Enclosed are two pics of a future hollow form. I want to hollow it out then put a collar on it.
How do you put on a collar? Can anyone ID the wood? The wet is thin CA.

John


----------



## DKMD (Sep 8, 2019)

Collars can be onset or onlay depending on the look you’re after. I usually hollow the piece and make sure the walls of the opening are straight... leave it in the chuck.

In a separate chuck, I’ll turn the back side of collar blank and test the fit to the hollow form. Once I’ve got a good fit, I’ll remove the collar from the chuck and glue it into the opening on the hollowform. Then I’ll turn the top side of the collar before reversing the piece to finish the bottom of the hollowform.

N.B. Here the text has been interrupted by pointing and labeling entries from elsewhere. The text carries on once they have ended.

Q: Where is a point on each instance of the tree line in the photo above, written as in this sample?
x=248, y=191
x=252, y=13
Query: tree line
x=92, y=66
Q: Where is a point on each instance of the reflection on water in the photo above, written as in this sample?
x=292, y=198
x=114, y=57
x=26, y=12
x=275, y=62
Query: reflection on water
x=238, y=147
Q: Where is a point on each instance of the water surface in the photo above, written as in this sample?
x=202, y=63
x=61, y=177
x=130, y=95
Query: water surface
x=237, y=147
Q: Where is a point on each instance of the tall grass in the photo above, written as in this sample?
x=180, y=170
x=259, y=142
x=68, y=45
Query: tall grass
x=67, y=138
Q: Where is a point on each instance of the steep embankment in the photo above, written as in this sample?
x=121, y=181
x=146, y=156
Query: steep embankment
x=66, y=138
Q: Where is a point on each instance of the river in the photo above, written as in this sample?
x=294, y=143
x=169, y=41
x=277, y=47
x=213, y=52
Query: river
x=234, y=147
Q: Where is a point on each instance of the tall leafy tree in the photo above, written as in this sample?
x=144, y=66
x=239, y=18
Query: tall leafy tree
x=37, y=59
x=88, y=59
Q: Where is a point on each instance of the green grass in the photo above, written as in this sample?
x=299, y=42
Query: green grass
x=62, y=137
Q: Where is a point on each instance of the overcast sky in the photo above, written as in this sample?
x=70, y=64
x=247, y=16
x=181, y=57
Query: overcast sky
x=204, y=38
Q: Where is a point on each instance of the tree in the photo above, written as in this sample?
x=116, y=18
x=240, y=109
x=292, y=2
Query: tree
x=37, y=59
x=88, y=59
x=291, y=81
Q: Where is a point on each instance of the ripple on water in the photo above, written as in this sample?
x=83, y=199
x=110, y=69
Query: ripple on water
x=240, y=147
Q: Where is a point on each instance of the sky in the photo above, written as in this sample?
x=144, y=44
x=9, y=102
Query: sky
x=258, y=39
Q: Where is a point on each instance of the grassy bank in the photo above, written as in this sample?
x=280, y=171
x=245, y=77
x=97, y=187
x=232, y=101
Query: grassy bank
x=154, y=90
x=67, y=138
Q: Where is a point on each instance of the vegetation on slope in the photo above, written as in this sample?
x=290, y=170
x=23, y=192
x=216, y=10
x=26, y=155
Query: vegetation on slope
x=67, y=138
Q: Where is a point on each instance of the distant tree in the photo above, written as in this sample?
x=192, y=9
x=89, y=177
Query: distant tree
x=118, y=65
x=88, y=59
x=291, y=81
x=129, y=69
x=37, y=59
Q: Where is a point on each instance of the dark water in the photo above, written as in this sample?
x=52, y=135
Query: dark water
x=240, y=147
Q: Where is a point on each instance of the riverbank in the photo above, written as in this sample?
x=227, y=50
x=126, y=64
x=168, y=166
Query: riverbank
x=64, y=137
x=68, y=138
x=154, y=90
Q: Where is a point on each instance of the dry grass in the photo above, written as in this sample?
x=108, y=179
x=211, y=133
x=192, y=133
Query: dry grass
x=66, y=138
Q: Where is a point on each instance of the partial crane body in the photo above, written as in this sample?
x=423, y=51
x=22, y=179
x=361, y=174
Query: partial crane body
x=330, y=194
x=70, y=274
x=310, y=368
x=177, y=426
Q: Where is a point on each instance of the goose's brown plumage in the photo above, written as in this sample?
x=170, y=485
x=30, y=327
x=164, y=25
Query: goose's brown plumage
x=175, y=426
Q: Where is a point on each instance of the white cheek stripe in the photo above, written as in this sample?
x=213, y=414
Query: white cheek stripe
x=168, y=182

Reactions: Agree 1 | Informative 1


----------



## gman2431 (Sep 8, 2019)

First I would hollow it, then put a collar on it. 

Is that your final shape? Appears to be a ton of tool marks... 

Do you have a better pic of the wood? Pretty far away to make a guess.. what do you believe it is?

How do you plan to hollow this piece?


----------



## William Tanner (Sep 8, 2019)

I do it the same way David. All good questions Cody. John. I was lucky to have a friend invite me into his shop and show me the ropes. I just took my photo tent down today but this is the piece he and I worked on together. A collaboration of sorts.

Reactions: Like 4


----------



## TimR (Sep 8, 2019)

Good info so far John. You may know this but if you aren’t taking away enough stock to remove the CA stain, it may affect final piece.
A tip many follow is to apply shellac or other sealer on area where you plan to use CA. It will then turn away much better.


----------



## Johnturner (Sep 8, 2019)

Thanks guys= it is in process - more work to be done - near final shape but more to go.
Tim good tip on the CA.
Doc: Not sure what you mean by onset or onlay?


----------



## David Hill (Sep 8, 2019)

Onset— just apply to the surface.
Onlay— like inlay— you cut a groove for it to be in.

Correct me if I’m mistaken.

Good questions.
Better photo of wood. Is it: hard? Soft? Have a scent? Make curlies or dust?


----------



## William Tanner (Sep 9, 2019)

John keep us in the loop on your project. Thanks. Bill


----------